By Jack Bobo
Estate planning, sometimes called financial planning, can be divided into two broad categories–estate creation and estate conservation. The logic of life insurance in both categories is undeniable.
Absent a winning ticket in the lottery or a substantial windfall from an inheritance there is no other way to create an estate immediately, and waiting for either of these events can be hazardous to your estate planning. Only with the stroke of pen on a life insurance application can one immediately put in place a substantial estate for the benefit of a person’s family or business.
Equally compelling is the role life insurance can play in conserving a complicated estate that may have taken a lifetime to create. A family business or a farm may be preserved intact for the heirs because insurance proceeds were available when the tax people and creditors came calling. The logic is there, but it is not always persuasive enough to secure action. Many times the nuances associated with estate planning dominate the process, causing action to be delayed or forgotten altogether.

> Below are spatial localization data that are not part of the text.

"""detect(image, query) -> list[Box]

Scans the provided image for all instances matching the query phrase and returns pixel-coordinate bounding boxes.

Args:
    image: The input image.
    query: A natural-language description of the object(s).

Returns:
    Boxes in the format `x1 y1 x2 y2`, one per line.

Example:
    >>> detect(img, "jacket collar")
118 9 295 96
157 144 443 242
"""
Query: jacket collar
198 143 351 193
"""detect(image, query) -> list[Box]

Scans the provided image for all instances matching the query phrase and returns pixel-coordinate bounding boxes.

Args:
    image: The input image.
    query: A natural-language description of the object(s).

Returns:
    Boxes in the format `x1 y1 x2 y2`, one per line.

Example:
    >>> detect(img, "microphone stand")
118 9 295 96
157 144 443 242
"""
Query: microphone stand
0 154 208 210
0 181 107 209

Dealing with the subtleties associated with the estate planning process is where the role of the agent becomes indispensable. It is what separates the agent from the order-takers. It is not something that can be done “online” or by mail; it is an interpersonal process. A review of a few of my own experiences in the field wherein I helped people achieve a reality check will, I believe, illustrate the point.
The purchase of cash value life insurance not only creates an immediate estate for the policy owner but is also a valuable saving tool to build an estate for other uses in the future. The value of the savings element is often disputed by prospects on the theory that there are more productive places they can put their money. I can remember a number of people about age 45 using the argument to defer action. On such occasions I usually asked the question, “How much have you saved so far?” Invariably the answer was zero. I then reminded them that they had 240 paychecks left before age 65 and retirement, and that 240 times zero equals zero. In most cases that was enough of a reality check to at least start a discussion about savings that was long overdue.

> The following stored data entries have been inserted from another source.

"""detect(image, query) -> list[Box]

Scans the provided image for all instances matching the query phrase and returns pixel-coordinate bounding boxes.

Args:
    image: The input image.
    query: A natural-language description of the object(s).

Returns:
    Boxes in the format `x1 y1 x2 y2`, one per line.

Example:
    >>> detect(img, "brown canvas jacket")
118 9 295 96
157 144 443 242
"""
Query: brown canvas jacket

But the nuances impeding action by owners of significant estates are even more pervasive. First of all, many do not realize they are at risk because they, in their mind, have undervalued their assets or simply do not believe that estate taxes will affect them. The agent can be invaluable in popping those bubbles and creating the notion that some action is required. I always found it was helpful to cite the experience of well-known politicians, even presidents, with the tax people and then ask if there was any reason that they could expect to be treated any differently. After that hurdle had been overcome, then there were usually many other real or imagined barriers to securing action.
I recall a very successful local merchant who was totally frustrated with how to plan his estate. He had moved to our area many years earlier because of a health problem. He arrived in his 20s with few, if any, resources. He started at the bottom of the local labor force but over the years developed his own business into one of the most successful of its kind in our state. His problem was his sons, who showed no interest in traveling down the path he had taken. He thought they were spoiled and did not take his business seriously. As a consequence he had no plan for business succession or real concern about conserving his estate beyond providing for his wife.

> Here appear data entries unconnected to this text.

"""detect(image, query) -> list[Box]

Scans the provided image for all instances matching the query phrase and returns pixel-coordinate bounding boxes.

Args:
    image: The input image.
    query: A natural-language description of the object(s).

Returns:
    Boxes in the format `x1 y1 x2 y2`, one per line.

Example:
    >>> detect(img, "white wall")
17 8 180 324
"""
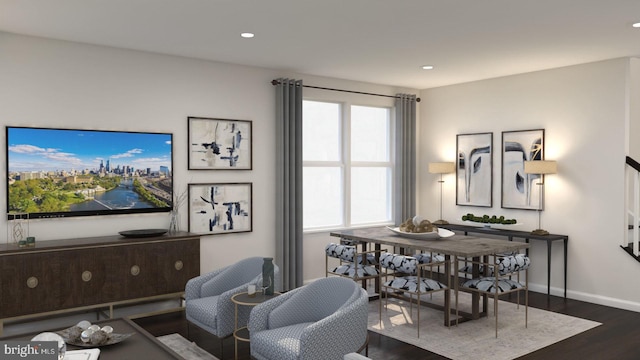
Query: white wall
629 58 640 159
420 58 640 311
0 32 280 273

My role in this was to point out that it was unrealistic of him to expect his sons to travel the road he had taken. He was the product of a relatively poor family whereas his sons were part of one of the wealthiest families in town. Their legacy was not so much to create something of their own but rather to be good stewards of what he had created. By not having a concrete and adequately funded plan of succession the future was in doubt. If he did not care what happened to the business in the future, then why should his sons care? Happily, a plan of succession did ensue and it worked perfectly when the father retired years later.
By contrast, I worked with another man who had built a large and successful auto parts empire and he had a similar problem with his son. The son had lived in the lap of luxury all of his growing-up years–belonged to the country club, all his friends were from wealthy families and he was very much a part of the local social scene. When he reached age 21 the father decreed that now the son was on his own and it was up to him to make his own fortune the way his father did. I was never able to convince the father that raising a rich man’s son had a different set of problems and challenges than those of most families. No plan emerged, and as near as I can tell, in the end, the estate was just frittered away. The nuances overcame the logic and the concept of stewardship was lost.
Selling the logic of life insurance to either create or conserve an estate is, in reality, the easy part of creating a plan. Dealing with the nuances and idiosyncrasies of people is where the work really begins. The most important aspect of that phase is listening carefully to what is being said, separating fact from fiction and not being afraid to pop a cherished bubble now and then.